Canadian aircraft have bombed targets in Yugoslavia. Our country has
committed acts of war against a sovereign European nation. We and our
NATO allies are attacking a country that has not attacked us or any
other country. We are not acting under the sanction of the United
Nations or any other font of international law. We, in fact, are
acting in direct contravention of the UN Charter. Nor has Parliament
authorized our government to make war on Yugoslavia. What in the world
is happening to us?
NATO is trying to save lives in Kosovo; it is waging war in order to
bring peace to the Balkans, we are told in good Orwellian doublespeak.
It's true that a civil war is raging in a province of Yugoslavia, as
the government of the country tries to suppress an armed insurrection.
Led by the United States, NATO has insisted that the fighting in
Kosovo stop, and has developed a peace plan that would involve
stationing tens of thousands of foreign troops on Yugoslavian
territory. The Yugoslav government will not agree to the terms of this
foreign interference in what it deems a domestic matter. So it is
being pounded into submission.
Having no brief for Slobodan Milosevic and his policies, I hope that
he and other Yugoslavian leaders decide that the cost of resisting
NATO assaults is too high, that they return to the table, and that the
fighting, by all parties, ends quickly and permanently. But even if
that most desirable outcome takes place, the world is going to pay a
serious price for such a Kosovo settlement. The price involves what we
have done to NATO and what we are doing to the rule of law. The North
Atlantic Treaty Organization was created in 1949 as a defensive
alliance for mutual protection against Communist aggression. Canada
was a founding member of NATO because we believed such an alliance was
obviously in our national interest. Without ever having to fire a
shot, NATO did help protect us through the remainder of the Cold War.

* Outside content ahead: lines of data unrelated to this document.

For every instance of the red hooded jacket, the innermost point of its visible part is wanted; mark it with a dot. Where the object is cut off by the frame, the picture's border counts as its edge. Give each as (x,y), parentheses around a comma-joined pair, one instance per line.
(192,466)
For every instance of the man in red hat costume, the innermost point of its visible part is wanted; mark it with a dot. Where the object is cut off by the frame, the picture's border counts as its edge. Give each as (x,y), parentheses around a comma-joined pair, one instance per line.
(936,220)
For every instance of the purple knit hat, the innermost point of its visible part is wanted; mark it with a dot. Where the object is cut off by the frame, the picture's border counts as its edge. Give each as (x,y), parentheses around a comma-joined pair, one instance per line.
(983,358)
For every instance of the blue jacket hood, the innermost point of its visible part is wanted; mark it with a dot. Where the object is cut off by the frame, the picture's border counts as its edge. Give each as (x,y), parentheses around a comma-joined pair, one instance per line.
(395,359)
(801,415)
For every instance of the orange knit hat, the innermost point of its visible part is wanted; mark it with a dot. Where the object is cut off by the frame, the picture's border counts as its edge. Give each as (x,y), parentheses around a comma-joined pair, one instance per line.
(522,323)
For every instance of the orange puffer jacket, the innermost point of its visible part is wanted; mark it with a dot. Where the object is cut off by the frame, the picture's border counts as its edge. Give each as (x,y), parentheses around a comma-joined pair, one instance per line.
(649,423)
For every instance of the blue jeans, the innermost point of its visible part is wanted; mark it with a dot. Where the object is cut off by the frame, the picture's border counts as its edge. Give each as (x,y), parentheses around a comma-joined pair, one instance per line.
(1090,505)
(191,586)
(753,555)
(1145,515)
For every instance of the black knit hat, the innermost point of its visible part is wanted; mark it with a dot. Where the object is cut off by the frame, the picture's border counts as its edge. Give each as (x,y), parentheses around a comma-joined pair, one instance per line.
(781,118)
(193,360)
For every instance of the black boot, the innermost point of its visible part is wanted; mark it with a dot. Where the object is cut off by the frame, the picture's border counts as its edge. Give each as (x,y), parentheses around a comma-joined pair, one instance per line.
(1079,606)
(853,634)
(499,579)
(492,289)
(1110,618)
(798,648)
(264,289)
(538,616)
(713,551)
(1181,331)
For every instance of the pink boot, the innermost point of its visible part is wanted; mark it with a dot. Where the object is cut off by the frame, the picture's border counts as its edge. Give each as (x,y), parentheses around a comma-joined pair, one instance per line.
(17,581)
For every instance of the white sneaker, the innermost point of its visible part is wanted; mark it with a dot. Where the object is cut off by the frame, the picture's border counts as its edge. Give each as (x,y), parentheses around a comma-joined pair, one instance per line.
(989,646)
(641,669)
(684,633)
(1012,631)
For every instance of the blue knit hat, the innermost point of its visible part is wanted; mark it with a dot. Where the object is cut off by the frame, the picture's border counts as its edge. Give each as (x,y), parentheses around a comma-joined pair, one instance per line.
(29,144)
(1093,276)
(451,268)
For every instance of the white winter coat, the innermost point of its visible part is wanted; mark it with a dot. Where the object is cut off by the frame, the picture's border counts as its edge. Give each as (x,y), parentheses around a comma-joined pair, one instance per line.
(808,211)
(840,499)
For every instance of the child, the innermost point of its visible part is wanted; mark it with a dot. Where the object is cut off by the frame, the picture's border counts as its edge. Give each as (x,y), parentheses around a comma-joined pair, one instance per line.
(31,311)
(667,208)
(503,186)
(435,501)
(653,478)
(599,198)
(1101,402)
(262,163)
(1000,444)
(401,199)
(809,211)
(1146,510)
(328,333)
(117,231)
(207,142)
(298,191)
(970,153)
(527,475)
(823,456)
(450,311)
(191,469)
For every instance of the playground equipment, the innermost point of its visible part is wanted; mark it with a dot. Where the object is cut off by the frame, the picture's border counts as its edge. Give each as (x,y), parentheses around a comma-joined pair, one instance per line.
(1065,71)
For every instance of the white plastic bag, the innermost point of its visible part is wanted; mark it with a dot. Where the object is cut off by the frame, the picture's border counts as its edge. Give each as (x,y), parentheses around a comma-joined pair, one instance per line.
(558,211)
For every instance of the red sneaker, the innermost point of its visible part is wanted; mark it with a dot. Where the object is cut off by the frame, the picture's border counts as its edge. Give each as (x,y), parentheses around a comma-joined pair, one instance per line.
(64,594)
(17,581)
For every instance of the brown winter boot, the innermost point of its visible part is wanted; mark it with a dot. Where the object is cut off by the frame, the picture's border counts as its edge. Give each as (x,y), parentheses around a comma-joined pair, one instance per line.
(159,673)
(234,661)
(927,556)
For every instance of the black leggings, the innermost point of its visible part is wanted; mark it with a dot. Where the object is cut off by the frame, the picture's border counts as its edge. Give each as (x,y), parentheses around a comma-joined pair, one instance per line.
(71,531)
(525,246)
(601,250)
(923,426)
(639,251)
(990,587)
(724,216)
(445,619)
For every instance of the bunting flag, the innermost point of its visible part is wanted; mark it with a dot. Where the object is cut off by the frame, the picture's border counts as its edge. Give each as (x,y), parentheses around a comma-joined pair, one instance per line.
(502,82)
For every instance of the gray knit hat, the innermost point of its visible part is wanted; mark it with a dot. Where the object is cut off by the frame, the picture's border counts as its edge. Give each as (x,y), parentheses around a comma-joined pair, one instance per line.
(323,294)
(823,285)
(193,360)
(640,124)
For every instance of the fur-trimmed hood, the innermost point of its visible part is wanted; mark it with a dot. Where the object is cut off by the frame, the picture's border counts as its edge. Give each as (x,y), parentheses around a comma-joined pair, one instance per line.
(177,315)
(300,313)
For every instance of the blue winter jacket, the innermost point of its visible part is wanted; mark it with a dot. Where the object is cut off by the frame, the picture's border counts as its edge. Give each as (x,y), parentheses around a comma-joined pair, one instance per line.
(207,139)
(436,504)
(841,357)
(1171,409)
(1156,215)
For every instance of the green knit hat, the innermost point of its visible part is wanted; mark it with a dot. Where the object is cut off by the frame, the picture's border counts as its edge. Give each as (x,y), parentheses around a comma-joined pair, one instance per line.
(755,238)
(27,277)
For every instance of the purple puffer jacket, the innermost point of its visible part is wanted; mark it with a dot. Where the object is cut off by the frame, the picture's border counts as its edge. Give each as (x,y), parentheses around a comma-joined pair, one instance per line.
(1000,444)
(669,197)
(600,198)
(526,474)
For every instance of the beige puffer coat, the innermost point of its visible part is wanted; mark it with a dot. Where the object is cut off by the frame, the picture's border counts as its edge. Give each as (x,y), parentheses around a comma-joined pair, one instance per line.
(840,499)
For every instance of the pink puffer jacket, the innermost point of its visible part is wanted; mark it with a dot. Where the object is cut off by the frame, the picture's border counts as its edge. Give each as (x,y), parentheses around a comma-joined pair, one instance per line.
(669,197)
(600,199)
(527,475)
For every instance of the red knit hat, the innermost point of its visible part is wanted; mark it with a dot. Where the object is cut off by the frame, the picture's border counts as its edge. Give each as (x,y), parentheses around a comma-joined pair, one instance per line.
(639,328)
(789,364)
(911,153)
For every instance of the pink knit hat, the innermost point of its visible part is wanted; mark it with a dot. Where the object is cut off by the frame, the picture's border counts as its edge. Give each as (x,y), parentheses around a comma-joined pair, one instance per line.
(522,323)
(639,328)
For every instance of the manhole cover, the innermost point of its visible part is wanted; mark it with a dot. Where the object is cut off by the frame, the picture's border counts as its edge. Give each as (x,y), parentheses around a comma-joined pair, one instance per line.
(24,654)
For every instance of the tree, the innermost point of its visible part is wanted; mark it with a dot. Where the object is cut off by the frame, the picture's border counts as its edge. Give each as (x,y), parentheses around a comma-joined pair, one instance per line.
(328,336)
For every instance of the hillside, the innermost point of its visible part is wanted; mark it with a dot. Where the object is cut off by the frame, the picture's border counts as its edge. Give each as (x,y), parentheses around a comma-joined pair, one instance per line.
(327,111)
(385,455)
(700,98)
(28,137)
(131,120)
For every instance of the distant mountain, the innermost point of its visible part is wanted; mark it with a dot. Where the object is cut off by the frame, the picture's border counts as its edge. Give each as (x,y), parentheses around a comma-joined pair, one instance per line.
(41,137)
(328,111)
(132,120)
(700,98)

After the Soviet Union collapsed, there was no obvious role for NATO
to play, and from a Canadian point of view a case could be made for
winding down the military role of the grand alliance.
Instead, NATO is making war on a sovereign country to try to enforce
its view of how that country's internal affairs should be arranged. It
is acting as a kind of international police force, making the rules as
it goes. It does not have the sanction of the UN for attacking
Yugoslavia, only instructions from its members' governments. A
military alliance created for purposes of defence against an obvious
potential enemy has appointed itself global enforcer.
Is this what Canadians believe NATO should be doing? Canada has always
and only used its military in accordance with well-understood
principles of international law. We declared and fought a just war
against Nazi Germany. We fought under the UN flag in Korea and in the
Gulf War. We made a point of staying out of the undeclared war in
Vietnam; we made a point of not taking military action against Cuba in
the 1962 missile crisis or supporting American efforts to overthrow
Castro. We have always been proud of our support for the rule of law
in international affairs. Now we are complicit with our NATO allies in
tearing up the rule of law in the name of an allegedly higher
principle.
That higher principle is not nearly as clear as that American leader
of vision and integrity, Bill Clinton, suggests. It was not clear that
the rebellion in Kosovo threatened other Balkan states. Only if the
Albanian rebels succeeded, either in winning independence or in
persuading other countries to widen the war, would the Balkans be
enflamed. Yes, much blood was being shed as Serbs suppressed the
Albanian revolt in Kosovo -- just as it has been shed putting down
rebellions in Russia, Turkey, the United States, and Canada, among
many other countries.
Now that NATO has intervened, of course, much more blood is being
shed, the war has been enlarged, and if the Russians decide to
intervene the peace of the world might be threatened.
And the rule of law in the affairs of nations has been seriously
undermined. The strong intervene where and when they choose. Today
it's NATO attacking Yugoslavia; tomorrow it might be Iraq attacking
Kuwait again, or Russia, or China, or whoever has big guns and
superficial moral certitude.
It's unprecedented and disheartening that Canada should be part of a
retrograde movement toward international anarchy. We should disengage
our forces from NATO and begin to ask why we continue to be part of
NATO.
Where is Parliament? Why isn't it debating these great issues of war
and peace? Why are we risking Canadian lives and why are Canadians
killing Yugoslavians?
When I heard the news about our fighter planes attacking Yugoslavia I
felt ashamed to be a Canadian. What bitter irony, to think about
Canadians' past enthusiasm for bringing war criminals to justice.
Well, we have joined their game. Maybe there is good reason to bring
Madame Justice Louise Arbour home.
Michael Bliss teaches history at the University of Toronto.